On Sat, Oct 25, 2014 at 01:17:33PM -0500, D. Jared Dominguez wrote:
> Out of curiosity, why ntpd/ntpdate instead of chrony? Chrony is
> designed to work well on both mobile systems and servers. As I
> understand, it's also the default of current Fedora and RHEL 7.
Having chrony default on RHEL/Fedora is only half a reason for me; what
are the interactions between the Ubuntu chrony package and the Ubuntu
desktop today? In particular, I'm thinking about interactions with DHCP,
boot time, if-up.d, any UI on the desktop itself, etc. And what about
the flavours? Do we know that the Ubuntu chrony package is a drop-in
replacement for ntpdate on all Ubuntu desktops today, and won't cause
any issues? And how do we know this?
These concerns are also why I'm focusing on server for now, and am not
proposing to do this for desktop right now. And then if this change does
not concern desktops, then what advantages does chrony have over ntpd on
servers?
ntpd/ntpdate has been the historical standard option. It's in main in
Ubuntu. According to Ubuntu popcon results:
#<name> is the package name;
#<inst> is the number of people who installed this package;
#<vote> is the number of people who use this package regularly;
#<old> is the number of people who installed, but don't use this package
# regularly;
#<recent> is the number of people who upgraded this package recently;
#<no-files> is the number of people whose entry didn't contain enough
# information (atime and ctime were 0).
#rank name inst vote old recent no-files (maintainer)
175 ntpdate 2684883 73461 2607034 3296 1092 (Debian Ntp Team)
2764 ntp 381958 10762 369315 1745 136 (Debian Ntp Team)
31365 chrony 1167 54 1112 1 0 (John Hasler)
(ntpdate in Ubuntu is presumably skewed upwards because it's installed by
default)
I don't see systemd-timesyncd in Ubuntu popcon results at all. Dimitri,
what's the reason for this, please?
and from Debian:
#rank name inst vote old recent no-files (maintainer)
1239 ntp 63593 34862 26282 2430 19 (Debian Ntp Team)
1669 ntpdate 43982 24994 17671 1297 20 (Debian Ntp Team)
10999 chrony 867 683 158 26 0 (Joachim Wiedorn)
94725 systemd-timesyncd 2 0 0 0 2 (Not in sid)
I'm seeking just to make default what people already use. My goal is to
make the time correct on Ubuntu server systems by default. Currently I'm
of the opinion that the daemon used doesn't really matter; all options
are by far good enough in standard use cases, and users of obscure use
cases have the option of switching to another.
I'm prepared to have my opinion swayed by evidence, but in the absense
of any evidence to the contrary, I'm not prepared to put effort into
picking some other solution and making it the default for no good
reason.
Given that my goal is to make things work by default, and what I do here
will impact pretty much all Ubuntu server users, it seems particularly
risky for me to also seek to switch the standard solution to another
daemon first; particularly when popcon shows us that these alternative
options are nowhere near as well tested and widely deployed. I'd rather
just get time working better by default from the next Ubuntu release;
coordinating a switch to another system and mitigating the risk this
imposes could potentially just delay this.

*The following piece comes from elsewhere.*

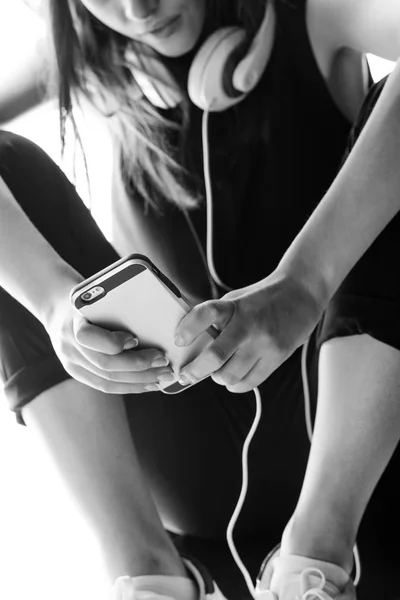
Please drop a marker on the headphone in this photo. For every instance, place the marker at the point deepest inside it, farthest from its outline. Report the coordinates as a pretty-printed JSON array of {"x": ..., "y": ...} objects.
[{"x": 219, "y": 76}]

My understanding of the server world is that your average sysadmin who
needs time sync (ie. pretty much all of them) just "apt-get install ntp"
(or add the package to configuration management) and then don't worry
about it. They have already widely tested the ntp package for us. I'm
far less worried about breaking users by just making ntp the default,
than to favour and then push other projects instead.
On the other hand, if others want to take on the work of making chrony
and/or systemd-timesyncd excellent experiences in Ubuntu (presumably in
universe), then I welcome this work. When they are working well, looked
after in Ubuntu well, and either widely deployed or have somebody
familiar with it considering all the necessary use cases, *then* maybe
we should have a conversation about whether they should replace ntp in
main and whether they should be the default.
For the same reason, I think it makes sense to limit the change to
servers for now. But If somebody else wants to take on consideration and
testing of all the possible desktop use cases too, take on the
responsibility of dealing with any consequences of the change there, and
make the change at the same time, then please step up!
On Wed, Oct 22, 2014 at 05:18:29PM +0100, Dimitri John Ledkov wrote:
> I'd be in-favor for Ubuntu to adopt systemd-timesyncd.
Why? When I looked after you originally posted this, I could find
nothing to tell me why systemd-timesyncd is a better solution. And are
you proposing to take this work on, or are you asking me to also bring
systemd-timesyncd into Ubuntu at the same time as making it default and
(presumably) relegating ntp to universe in Ubuntu?